Somos especialistas nos defeitos alheios. Sabemos pontuar com exatidão as partes menos lapidadas daqueles que nos cercam. Somos precisos na percepção e profundos na elaboração das sombras dos outros.
E por quê?
Quando focamos as imperfeições do resto do mundo, evitamos o encontro com as nossas. É bem mais cômodo apontar dedos do que investigar a verdade sobre nós. E é por isso que ainda insistimos em projetar nos outros a responsabilidade pelos nossos incômodos.
A primeira coisa que fazemos quando estamos diante de um conflito é pontuar o que a outra pessoa poderia ter feito melhor. E a segunda é elaborar a história de uma forma que reafirme a necessidade do outro de ser e agir diferente.
Gastamos muita energia para convencer pessoas a atuar da maneira que consideramos ser certa.
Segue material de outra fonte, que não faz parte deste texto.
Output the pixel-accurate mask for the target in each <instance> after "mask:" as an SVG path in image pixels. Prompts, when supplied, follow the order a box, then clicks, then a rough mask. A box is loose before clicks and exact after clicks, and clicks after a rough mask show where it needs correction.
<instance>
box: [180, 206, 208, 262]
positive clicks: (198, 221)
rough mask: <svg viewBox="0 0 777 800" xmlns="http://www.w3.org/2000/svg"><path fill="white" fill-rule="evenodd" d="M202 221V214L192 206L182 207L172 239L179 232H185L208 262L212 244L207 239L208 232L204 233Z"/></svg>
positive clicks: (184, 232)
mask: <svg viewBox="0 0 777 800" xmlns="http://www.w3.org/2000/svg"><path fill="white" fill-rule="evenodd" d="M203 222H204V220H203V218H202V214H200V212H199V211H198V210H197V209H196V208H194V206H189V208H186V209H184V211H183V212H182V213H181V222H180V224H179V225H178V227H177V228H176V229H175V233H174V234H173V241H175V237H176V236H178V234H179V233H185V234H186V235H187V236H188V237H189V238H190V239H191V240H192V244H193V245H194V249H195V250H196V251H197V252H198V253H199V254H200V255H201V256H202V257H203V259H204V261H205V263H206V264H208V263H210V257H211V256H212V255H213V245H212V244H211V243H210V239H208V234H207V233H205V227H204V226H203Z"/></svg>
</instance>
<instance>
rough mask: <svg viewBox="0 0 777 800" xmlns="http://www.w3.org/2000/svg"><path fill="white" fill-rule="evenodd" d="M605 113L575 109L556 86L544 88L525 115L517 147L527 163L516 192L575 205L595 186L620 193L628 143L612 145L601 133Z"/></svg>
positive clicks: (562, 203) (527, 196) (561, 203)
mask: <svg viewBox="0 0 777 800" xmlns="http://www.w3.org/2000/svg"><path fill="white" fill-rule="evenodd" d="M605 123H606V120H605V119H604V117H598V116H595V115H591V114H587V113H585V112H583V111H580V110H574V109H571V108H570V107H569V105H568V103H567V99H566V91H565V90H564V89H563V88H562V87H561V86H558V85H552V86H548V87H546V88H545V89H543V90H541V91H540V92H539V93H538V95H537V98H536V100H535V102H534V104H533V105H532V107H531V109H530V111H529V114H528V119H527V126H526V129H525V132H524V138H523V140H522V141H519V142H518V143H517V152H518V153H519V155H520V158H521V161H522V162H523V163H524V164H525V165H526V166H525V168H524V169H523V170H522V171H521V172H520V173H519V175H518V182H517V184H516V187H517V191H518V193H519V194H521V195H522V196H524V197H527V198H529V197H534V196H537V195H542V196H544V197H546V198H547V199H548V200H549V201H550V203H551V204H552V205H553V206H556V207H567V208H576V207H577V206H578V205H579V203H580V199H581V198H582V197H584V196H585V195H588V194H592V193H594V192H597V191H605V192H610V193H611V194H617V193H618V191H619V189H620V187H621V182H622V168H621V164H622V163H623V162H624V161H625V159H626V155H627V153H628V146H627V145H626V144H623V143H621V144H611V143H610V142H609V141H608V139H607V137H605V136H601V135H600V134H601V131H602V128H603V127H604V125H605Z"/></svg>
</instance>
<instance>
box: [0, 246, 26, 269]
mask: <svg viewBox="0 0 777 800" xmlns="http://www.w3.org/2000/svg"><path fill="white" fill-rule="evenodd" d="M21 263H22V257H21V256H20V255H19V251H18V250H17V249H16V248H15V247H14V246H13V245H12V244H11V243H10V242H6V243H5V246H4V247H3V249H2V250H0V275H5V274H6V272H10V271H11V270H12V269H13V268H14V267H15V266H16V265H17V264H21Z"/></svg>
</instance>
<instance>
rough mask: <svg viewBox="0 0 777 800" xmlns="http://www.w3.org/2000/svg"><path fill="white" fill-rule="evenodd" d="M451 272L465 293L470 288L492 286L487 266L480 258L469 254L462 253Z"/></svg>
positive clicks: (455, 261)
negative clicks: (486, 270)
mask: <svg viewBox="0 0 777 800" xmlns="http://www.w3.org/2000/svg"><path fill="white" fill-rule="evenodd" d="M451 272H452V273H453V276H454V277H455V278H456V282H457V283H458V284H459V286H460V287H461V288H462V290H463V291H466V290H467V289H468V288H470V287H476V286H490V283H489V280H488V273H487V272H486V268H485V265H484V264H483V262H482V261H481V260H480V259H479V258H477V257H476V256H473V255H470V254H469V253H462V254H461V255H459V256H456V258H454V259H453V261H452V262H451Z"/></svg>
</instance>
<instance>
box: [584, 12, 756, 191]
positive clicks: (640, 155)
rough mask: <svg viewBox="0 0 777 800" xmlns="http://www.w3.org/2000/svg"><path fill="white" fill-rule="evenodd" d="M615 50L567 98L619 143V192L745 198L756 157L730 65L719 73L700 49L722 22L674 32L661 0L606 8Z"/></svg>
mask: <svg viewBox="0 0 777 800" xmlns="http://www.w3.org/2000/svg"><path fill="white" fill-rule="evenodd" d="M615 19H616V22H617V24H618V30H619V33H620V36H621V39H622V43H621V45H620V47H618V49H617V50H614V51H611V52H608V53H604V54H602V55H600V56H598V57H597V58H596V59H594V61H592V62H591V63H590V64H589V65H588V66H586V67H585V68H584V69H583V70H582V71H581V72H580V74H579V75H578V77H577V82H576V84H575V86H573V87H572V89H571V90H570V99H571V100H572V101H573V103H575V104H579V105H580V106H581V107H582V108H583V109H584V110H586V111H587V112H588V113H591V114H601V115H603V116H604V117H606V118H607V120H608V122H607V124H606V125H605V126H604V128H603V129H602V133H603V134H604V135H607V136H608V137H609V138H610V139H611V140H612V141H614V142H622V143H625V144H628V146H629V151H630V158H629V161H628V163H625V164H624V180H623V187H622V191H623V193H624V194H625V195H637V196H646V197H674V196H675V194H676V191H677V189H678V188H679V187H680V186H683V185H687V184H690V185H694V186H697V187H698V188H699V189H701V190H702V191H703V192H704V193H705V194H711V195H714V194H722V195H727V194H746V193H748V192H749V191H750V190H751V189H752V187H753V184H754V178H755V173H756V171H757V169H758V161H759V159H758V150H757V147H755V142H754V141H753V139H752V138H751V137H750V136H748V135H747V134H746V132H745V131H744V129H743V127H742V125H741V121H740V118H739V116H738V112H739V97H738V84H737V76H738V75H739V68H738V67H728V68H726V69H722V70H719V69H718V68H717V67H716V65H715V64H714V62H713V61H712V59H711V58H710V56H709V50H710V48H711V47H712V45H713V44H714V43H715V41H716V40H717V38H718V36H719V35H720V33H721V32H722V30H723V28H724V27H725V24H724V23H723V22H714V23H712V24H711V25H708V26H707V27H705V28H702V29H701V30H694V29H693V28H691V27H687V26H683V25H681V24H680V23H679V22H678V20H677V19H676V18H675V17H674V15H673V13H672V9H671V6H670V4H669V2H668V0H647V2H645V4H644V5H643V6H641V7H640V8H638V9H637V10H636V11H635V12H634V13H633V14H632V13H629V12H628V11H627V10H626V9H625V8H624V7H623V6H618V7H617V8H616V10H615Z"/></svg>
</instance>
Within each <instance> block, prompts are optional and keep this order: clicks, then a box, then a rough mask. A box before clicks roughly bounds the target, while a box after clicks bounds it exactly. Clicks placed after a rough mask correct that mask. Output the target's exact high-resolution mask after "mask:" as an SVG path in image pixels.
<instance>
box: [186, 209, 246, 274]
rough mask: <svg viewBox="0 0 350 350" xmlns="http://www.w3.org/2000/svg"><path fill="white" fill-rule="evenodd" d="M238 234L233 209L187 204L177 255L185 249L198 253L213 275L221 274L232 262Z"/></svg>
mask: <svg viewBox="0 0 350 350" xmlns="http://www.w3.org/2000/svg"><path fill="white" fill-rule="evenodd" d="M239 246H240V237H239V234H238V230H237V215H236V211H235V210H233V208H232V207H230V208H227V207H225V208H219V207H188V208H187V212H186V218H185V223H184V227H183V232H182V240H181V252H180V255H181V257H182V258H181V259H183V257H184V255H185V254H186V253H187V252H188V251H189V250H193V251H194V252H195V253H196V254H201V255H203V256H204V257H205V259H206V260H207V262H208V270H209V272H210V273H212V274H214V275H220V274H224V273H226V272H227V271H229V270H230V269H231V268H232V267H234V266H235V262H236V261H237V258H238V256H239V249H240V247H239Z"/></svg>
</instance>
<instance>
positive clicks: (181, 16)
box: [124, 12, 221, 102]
Criamos esperança de que é possível mudar a parte do outro que nos tira do sério. Rezamos incansavelmente para que aqueles que nos cercam não esbarrem nos botões que ativam nossos desconfortos. Quando, na verdade, o que deveríamos fazer é nos perguntar por que deixamos nossos botões à mostra.
Nós damos às pessoas o poder de nos desestruturar porque não compreendemos que quem deve gerir nossas emoções somos nós mesmos. Preferimos torcer pelo “bom” comportamento alheio a aprender como transformar a parte de nós que se incomoda com o outro. E, assim, nos tornamos dependentes.
Se a nossa paz depende da harmonia dos contextos que nos cercam, não é paz – é controle.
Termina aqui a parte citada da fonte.